DTU Bioengineering, Technical University of Denmark, 2800 Kgs, Lyngby, Denmark.
Institute of Biology, Leiden University, 2333BE, Leiden, Netherlands.
Sci Data. 2024 Nov 21;11(1):1267. doi: 10.1038/s41597-024-04118-x.
This study showcases 121 new genomes of spore-forming Bacillales from strains collected globally from a variety of habitats, assembled using Oxford Nanopore long-read and MGI short-read sequences. Bacilli are renowned for their capacity to produce diverse secondary metabolites with use in agriculture, biotechnology, and medicine. These secondary metabolites are encoded within biosynthetic gene clusters (smBGCs). smBGCs have significant research interest due to their potential as sources of new bioactivate compounds. Our dataset includes 62 complete genomes, 2 at chromosome level, and 57 at contig level, covering a genomic size range from 3.50 Mb to 7.15 Mb. Phylotaxonomic analysis revealed that these genomes span 16 genera, with 69 of them belonging to Bacillus. A total of 1,176 predicted BGCs were identified by in silico genome mining. We anticipate that the open-access data presented here will expand the reported genomic information of spore-forming Bacillales and facilitate a deeper understanding of the genetic basis of Bacillales' potential for secondary metabolite production.

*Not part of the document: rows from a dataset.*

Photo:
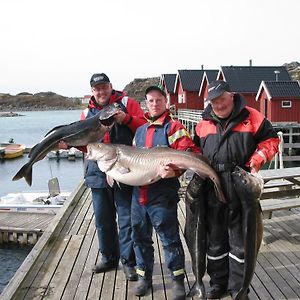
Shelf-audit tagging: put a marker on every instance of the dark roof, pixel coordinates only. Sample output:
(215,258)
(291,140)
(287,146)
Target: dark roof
(247,79)
(169,80)
(211,75)
(281,89)
(191,79)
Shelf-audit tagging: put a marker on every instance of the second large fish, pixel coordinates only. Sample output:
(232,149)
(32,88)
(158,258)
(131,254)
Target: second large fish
(138,167)
(76,134)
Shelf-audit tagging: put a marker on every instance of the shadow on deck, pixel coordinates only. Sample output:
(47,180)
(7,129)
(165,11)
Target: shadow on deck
(59,266)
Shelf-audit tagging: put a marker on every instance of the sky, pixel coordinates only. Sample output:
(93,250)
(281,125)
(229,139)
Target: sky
(56,45)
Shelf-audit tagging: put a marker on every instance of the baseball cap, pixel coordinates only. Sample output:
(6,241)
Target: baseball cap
(155,88)
(98,79)
(217,88)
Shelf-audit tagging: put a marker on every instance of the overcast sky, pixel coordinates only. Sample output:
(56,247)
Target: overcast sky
(56,45)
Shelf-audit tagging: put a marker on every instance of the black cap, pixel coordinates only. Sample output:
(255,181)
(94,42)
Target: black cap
(155,88)
(98,79)
(217,88)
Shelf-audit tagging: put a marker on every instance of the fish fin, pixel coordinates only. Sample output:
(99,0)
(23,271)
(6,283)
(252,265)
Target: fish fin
(220,194)
(59,126)
(123,170)
(110,180)
(26,172)
(173,166)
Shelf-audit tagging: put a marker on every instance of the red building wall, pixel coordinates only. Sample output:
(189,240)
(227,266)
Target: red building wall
(193,100)
(280,114)
(250,100)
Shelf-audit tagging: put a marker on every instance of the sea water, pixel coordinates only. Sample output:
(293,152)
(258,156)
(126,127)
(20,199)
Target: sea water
(29,129)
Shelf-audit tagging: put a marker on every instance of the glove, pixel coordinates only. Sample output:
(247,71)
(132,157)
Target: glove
(256,162)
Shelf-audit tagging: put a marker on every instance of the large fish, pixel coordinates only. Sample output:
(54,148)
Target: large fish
(249,188)
(195,232)
(76,134)
(138,167)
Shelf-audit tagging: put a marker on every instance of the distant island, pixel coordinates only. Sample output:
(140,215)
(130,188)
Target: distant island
(9,104)
(50,101)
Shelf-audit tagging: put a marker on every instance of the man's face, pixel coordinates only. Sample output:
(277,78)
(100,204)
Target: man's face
(223,105)
(156,103)
(102,93)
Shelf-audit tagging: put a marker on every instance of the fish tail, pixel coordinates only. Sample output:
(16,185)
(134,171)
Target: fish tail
(220,194)
(26,172)
(197,290)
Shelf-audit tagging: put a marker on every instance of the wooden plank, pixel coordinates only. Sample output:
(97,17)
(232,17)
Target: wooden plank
(40,283)
(64,268)
(81,261)
(278,204)
(86,276)
(81,214)
(287,280)
(277,278)
(286,173)
(25,270)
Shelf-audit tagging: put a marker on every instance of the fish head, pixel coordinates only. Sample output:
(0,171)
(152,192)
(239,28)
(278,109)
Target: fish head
(247,183)
(106,115)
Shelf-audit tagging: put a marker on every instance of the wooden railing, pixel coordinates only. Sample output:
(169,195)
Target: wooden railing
(189,118)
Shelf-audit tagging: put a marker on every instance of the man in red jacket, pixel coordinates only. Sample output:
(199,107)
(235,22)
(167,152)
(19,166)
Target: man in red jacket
(109,201)
(230,134)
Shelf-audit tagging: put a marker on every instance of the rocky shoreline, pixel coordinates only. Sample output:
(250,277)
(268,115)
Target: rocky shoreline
(10,114)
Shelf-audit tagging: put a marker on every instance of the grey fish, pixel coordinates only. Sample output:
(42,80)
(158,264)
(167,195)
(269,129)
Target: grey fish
(249,188)
(75,134)
(195,233)
(138,167)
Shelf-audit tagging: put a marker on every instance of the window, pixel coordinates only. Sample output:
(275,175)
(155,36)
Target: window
(286,103)
(180,98)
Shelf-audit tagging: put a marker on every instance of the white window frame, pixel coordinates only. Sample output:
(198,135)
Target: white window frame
(286,103)
(180,98)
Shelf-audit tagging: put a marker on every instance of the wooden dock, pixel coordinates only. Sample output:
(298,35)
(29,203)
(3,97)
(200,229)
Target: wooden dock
(59,266)
(23,227)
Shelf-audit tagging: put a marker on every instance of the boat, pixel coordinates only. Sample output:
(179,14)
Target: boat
(32,202)
(70,154)
(11,150)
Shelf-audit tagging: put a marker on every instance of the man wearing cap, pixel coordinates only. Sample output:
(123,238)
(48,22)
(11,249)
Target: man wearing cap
(107,201)
(155,205)
(230,134)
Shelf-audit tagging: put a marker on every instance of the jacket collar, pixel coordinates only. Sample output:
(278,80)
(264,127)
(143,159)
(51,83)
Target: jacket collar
(160,120)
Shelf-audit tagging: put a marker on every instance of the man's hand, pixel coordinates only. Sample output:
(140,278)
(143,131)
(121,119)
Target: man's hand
(254,168)
(120,116)
(63,145)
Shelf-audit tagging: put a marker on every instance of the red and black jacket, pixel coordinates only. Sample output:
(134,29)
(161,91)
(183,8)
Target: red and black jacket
(164,131)
(119,134)
(246,136)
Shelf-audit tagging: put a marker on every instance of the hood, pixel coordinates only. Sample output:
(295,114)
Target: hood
(115,96)
(239,106)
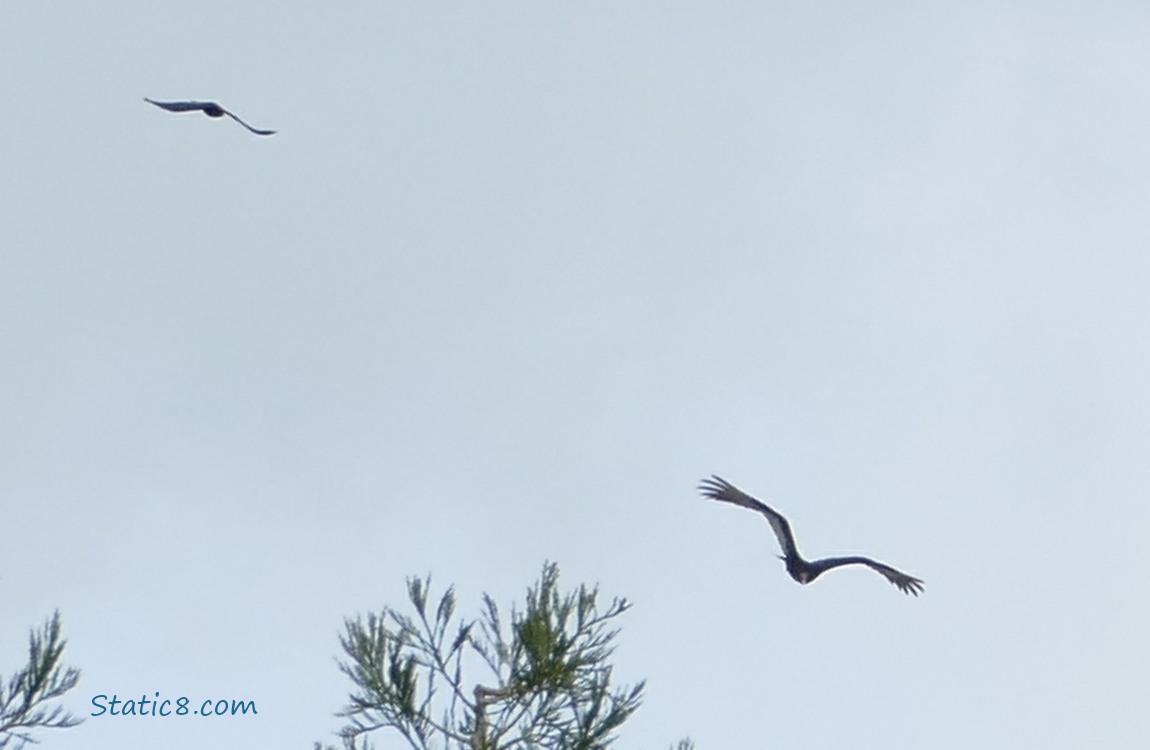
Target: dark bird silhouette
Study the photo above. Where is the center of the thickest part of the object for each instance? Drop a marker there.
(211, 108)
(802, 571)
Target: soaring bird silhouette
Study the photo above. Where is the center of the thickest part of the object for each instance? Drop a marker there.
(802, 571)
(211, 108)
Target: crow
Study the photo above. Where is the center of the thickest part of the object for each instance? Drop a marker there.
(802, 571)
(211, 108)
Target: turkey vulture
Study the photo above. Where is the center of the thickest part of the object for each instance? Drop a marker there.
(802, 571)
(211, 108)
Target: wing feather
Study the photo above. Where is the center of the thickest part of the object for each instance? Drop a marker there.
(179, 106)
(720, 489)
(905, 583)
(258, 132)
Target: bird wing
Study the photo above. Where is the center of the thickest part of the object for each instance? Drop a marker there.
(258, 132)
(720, 489)
(179, 106)
(905, 583)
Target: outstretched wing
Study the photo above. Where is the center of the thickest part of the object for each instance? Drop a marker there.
(258, 132)
(720, 489)
(179, 106)
(905, 583)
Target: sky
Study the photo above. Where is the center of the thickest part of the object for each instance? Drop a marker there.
(511, 280)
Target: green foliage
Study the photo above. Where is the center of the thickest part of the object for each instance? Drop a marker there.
(545, 681)
(24, 697)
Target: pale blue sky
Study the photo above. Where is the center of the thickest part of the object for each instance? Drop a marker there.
(511, 278)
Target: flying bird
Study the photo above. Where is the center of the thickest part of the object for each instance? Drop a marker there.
(802, 571)
(211, 108)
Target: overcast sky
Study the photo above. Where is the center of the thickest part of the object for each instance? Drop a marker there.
(511, 280)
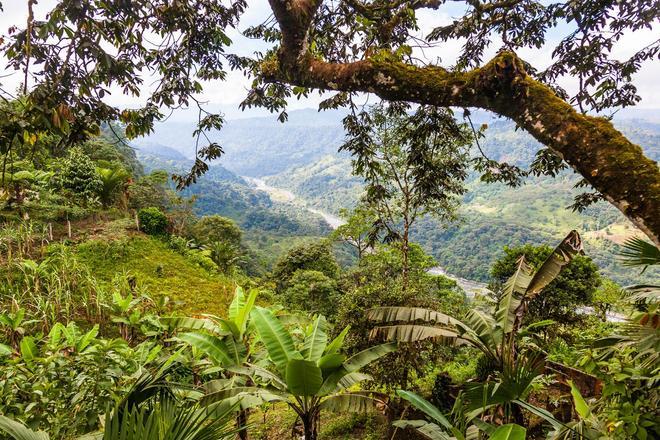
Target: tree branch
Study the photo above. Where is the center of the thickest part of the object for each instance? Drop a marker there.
(612, 164)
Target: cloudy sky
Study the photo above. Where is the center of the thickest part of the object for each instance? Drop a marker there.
(226, 96)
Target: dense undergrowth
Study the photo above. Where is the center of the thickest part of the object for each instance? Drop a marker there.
(121, 308)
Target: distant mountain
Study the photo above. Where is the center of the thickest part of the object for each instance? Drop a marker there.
(159, 150)
(301, 156)
(220, 191)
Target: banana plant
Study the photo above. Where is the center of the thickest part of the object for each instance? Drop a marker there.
(150, 411)
(438, 427)
(309, 378)
(226, 343)
(493, 334)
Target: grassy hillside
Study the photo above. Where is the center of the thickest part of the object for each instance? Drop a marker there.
(118, 249)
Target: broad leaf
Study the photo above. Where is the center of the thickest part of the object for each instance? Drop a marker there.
(367, 356)
(18, 431)
(5, 350)
(408, 314)
(512, 294)
(352, 379)
(237, 303)
(316, 340)
(28, 348)
(338, 342)
(414, 333)
(212, 346)
(581, 406)
(570, 246)
(243, 313)
(277, 340)
(331, 361)
(509, 432)
(353, 402)
(425, 406)
(87, 338)
(428, 429)
(303, 377)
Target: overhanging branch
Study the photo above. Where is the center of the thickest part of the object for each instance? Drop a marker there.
(612, 164)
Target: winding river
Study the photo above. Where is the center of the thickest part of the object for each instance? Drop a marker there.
(470, 287)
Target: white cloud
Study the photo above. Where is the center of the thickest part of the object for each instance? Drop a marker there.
(226, 95)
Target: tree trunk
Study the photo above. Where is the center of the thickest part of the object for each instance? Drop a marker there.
(309, 427)
(612, 164)
(405, 249)
(241, 422)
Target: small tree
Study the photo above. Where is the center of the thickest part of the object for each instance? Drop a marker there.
(113, 181)
(572, 288)
(312, 291)
(215, 228)
(358, 229)
(412, 164)
(315, 256)
(607, 297)
(153, 221)
(77, 175)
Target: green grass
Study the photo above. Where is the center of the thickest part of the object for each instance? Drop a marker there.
(159, 269)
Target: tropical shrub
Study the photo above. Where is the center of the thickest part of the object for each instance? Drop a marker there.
(214, 228)
(573, 288)
(77, 175)
(309, 377)
(311, 291)
(315, 256)
(153, 221)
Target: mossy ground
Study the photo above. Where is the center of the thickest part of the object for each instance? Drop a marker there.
(278, 422)
(158, 269)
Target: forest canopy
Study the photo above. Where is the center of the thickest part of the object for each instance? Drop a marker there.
(75, 55)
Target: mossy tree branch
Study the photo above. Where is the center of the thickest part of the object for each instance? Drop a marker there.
(612, 164)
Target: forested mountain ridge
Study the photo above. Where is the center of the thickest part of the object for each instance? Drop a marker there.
(492, 215)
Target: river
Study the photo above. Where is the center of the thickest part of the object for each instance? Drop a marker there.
(470, 287)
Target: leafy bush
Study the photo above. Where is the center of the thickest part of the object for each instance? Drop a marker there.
(77, 175)
(153, 221)
(312, 291)
(215, 228)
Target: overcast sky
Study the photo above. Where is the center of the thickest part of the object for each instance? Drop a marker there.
(226, 96)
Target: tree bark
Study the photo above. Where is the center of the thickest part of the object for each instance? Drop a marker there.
(405, 250)
(612, 164)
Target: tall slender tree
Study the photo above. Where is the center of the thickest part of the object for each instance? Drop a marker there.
(413, 165)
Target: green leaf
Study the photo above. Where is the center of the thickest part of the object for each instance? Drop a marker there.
(351, 402)
(316, 340)
(237, 303)
(277, 340)
(570, 246)
(509, 432)
(414, 333)
(513, 292)
(212, 346)
(29, 349)
(581, 405)
(338, 342)
(428, 429)
(408, 314)
(243, 313)
(425, 406)
(303, 377)
(365, 357)
(18, 431)
(331, 361)
(87, 338)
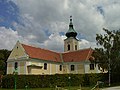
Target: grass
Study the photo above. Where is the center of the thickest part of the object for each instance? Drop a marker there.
(71, 88)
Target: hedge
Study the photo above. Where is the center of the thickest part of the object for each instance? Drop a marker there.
(42, 81)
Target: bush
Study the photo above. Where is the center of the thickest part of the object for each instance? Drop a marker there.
(42, 81)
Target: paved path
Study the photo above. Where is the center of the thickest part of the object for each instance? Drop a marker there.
(112, 88)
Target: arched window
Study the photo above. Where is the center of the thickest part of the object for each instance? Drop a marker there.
(45, 66)
(68, 47)
(16, 65)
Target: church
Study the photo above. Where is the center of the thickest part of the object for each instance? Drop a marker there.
(27, 59)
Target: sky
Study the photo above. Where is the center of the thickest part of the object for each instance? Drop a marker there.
(43, 23)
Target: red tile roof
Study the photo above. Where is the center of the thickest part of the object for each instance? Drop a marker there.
(43, 54)
(77, 56)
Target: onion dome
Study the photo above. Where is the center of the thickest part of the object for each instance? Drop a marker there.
(71, 32)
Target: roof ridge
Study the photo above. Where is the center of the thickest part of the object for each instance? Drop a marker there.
(77, 50)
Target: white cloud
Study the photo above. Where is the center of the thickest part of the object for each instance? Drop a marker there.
(8, 38)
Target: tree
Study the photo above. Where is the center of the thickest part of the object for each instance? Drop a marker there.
(108, 56)
(3, 58)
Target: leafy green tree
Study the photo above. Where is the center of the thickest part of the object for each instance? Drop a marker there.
(109, 51)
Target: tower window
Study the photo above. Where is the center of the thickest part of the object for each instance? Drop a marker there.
(72, 67)
(45, 66)
(68, 47)
(60, 67)
(75, 47)
(16, 65)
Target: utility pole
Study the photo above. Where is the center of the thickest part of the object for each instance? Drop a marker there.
(109, 73)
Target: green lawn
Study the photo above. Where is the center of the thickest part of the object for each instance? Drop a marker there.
(71, 88)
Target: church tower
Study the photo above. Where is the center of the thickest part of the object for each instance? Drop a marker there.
(71, 43)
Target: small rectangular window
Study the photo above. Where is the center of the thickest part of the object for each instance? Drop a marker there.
(45, 66)
(91, 66)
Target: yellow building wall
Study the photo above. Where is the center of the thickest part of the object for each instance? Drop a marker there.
(17, 52)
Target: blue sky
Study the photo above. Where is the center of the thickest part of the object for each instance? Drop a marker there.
(42, 24)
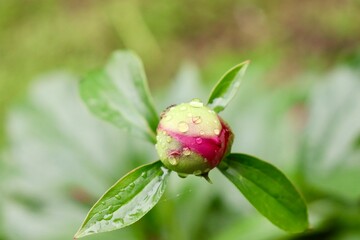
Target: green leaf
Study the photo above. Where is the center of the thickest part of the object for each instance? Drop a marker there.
(268, 190)
(330, 152)
(127, 200)
(226, 87)
(120, 94)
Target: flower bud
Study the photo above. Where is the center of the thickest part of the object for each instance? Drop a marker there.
(192, 138)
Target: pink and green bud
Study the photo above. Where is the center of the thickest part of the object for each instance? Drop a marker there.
(192, 138)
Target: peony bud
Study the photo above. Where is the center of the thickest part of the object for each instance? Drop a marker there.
(192, 138)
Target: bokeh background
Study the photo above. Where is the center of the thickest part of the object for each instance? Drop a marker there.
(298, 108)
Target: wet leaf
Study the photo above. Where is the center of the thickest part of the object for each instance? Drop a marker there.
(226, 87)
(120, 95)
(127, 200)
(268, 190)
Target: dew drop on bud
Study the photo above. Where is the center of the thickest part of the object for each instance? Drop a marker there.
(196, 119)
(168, 117)
(183, 127)
(196, 103)
(186, 151)
(173, 161)
(108, 216)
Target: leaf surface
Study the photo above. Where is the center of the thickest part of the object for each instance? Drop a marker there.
(127, 200)
(226, 87)
(268, 190)
(120, 95)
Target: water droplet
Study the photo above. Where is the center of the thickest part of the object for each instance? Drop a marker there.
(182, 175)
(183, 127)
(144, 174)
(119, 221)
(168, 117)
(173, 161)
(186, 151)
(108, 216)
(196, 119)
(196, 103)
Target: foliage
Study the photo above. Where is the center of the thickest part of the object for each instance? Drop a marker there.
(128, 200)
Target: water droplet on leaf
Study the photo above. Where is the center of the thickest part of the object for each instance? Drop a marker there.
(196, 103)
(108, 216)
(182, 175)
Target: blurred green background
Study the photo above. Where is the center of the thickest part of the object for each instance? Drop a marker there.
(298, 108)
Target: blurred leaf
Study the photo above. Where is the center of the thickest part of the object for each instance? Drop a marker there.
(127, 200)
(330, 153)
(268, 190)
(58, 154)
(185, 86)
(226, 87)
(120, 94)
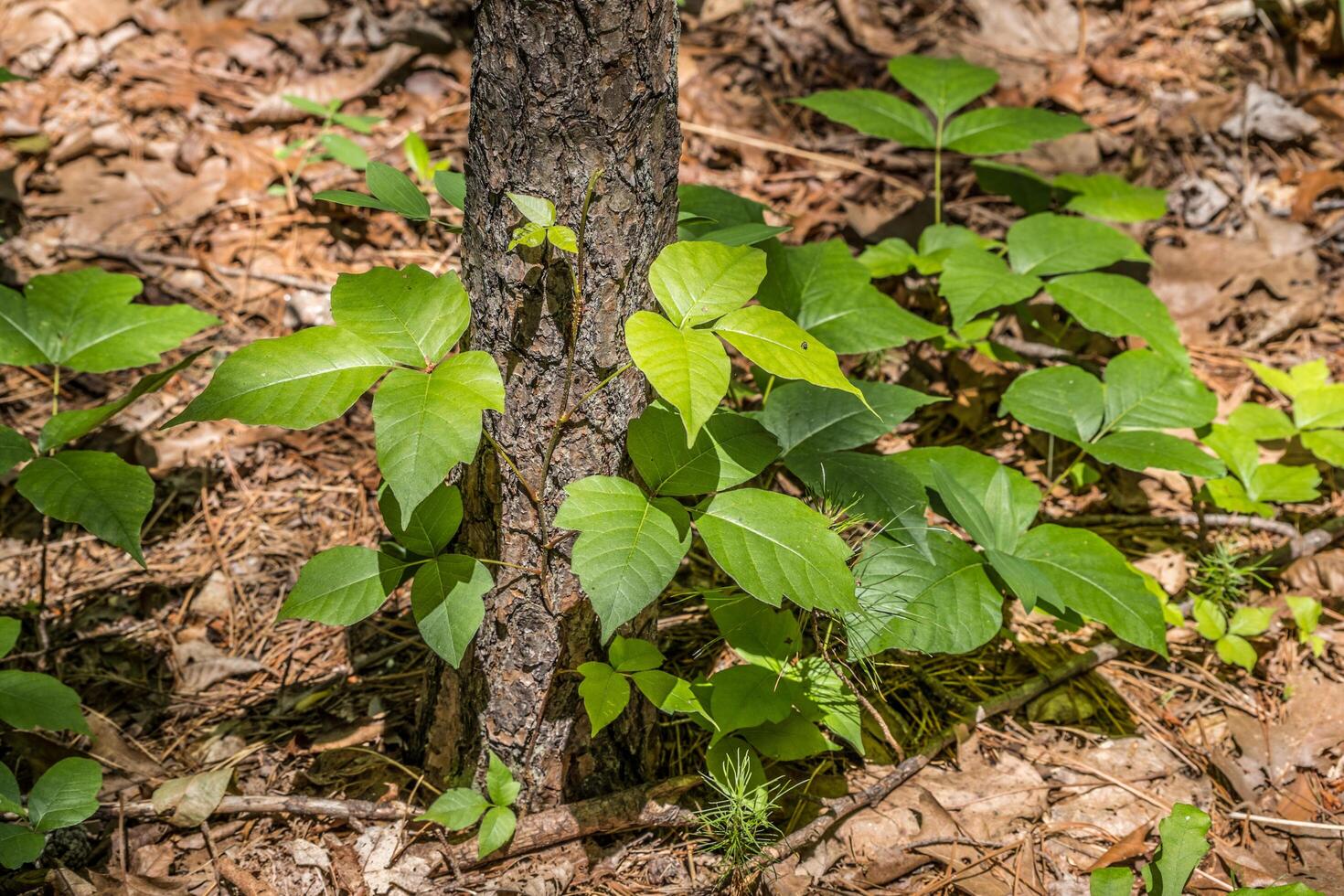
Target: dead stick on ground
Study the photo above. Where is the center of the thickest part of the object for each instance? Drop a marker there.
(837, 809)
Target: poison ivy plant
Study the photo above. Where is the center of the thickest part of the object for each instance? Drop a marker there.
(461, 807)
(395, 326)
(83, 321)
(944, 88)
(68, 793)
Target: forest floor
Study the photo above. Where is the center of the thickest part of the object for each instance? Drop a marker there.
(145, 142)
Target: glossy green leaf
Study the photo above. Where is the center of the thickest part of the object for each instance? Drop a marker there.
(342, 586)
(777, 547)
(409, 315)
(1146, 391)
(496, 829)
(296, 380)
(433, 523)
(1081, 571)
(729, 450)
(499, 782)
(687, 367)
(398, 191)
(1118, 306)
(1062, 400)
(446, 602)
(875, 113)
(783, 348)
(699, 281)
(605, 693)
(943, 85)
(1049, 243)
(628, 549)
(975, 281)
(1183, 844)
(809, 420)
(425, 423)
(14, 449)
(33, 700)
(1141, 449)
(94, 489)
(456, 809)
(65, 795)
(938, 603)
(1003, 129)
(69, 426)
(1112, 197)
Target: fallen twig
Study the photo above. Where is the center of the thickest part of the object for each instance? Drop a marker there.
(835, 810)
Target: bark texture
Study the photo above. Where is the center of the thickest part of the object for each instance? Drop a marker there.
(560, 89)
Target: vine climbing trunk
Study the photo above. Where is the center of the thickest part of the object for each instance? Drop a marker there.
(560, 91)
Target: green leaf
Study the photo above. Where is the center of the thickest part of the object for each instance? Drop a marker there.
(875, 113)
(446, 601)
(758, 633)
(1049, 243)
(687, 367)
(1003, 129)
(1112, 881)
(14, 449)
(456, 809)
(425, 423)
(433, 523)
(398, 191)
(296, 380)
(1081, 571)
(1062, 400)
(452, 187)
(65, 795)
(749, 696)
(499, 782)
(33, 700)
(496, 829)
(94, 489)
(1141, 449)
(975, 281)
(729, 450)
(69, 426)
(342, 586)
(351, 197)
(1183, 844)
(10, 629)
(872, 486)
(1261, 423)
(944, 85)
(409, 315)
(634, 655)
(628, 549)
(346, 151)
(938, 603)
(1327, 445)
(783, 348)
(605, 693)
(809, 420)
(1250, 623)
(777, 547)
(19, 845)
(1112, 197)
(699, 281)
(535, 208)
(1118, 306)
(1144, 391)
(1006, 491)
(889, 258)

本研究展示了 121 个新的孢子形成芽孢杆菌基因组,这些基因组来自全球各种生境的菌株,使用 Oxford Nanopore 长读和 MGI 短读序列进行组装。芽孢杆菌以其产生多种用于农业、生物技术和医学的次级代谢产物的能力而闻名。这些次级代谢产物编码在生物合成基因簇(smBGCs)中。由于它们作为新型生物活性化合物的来源的潜力,smBGCs 引起了广泛的研究兴趣。我们的数据集包括 62 个完整基因组,其中 2 个为染色体水平,57 个为连续水平,基因组大小范围从 3.50 Mb 到 7.15 Mb。系统发育分类分析显示,这些基因组跨越 16 个属,其中 69 个属于芽孢杆菌属。通过计算机基因组挖掘共鉴定了 1176 个预测 BGC。我们预计,这里提供的公开访问数据将扩展报道的孢子形成芽孢杆菌的基因组信息,并促进对芽孢杆菌次级代谢产物产生潜力的遗传基础的更深入理解。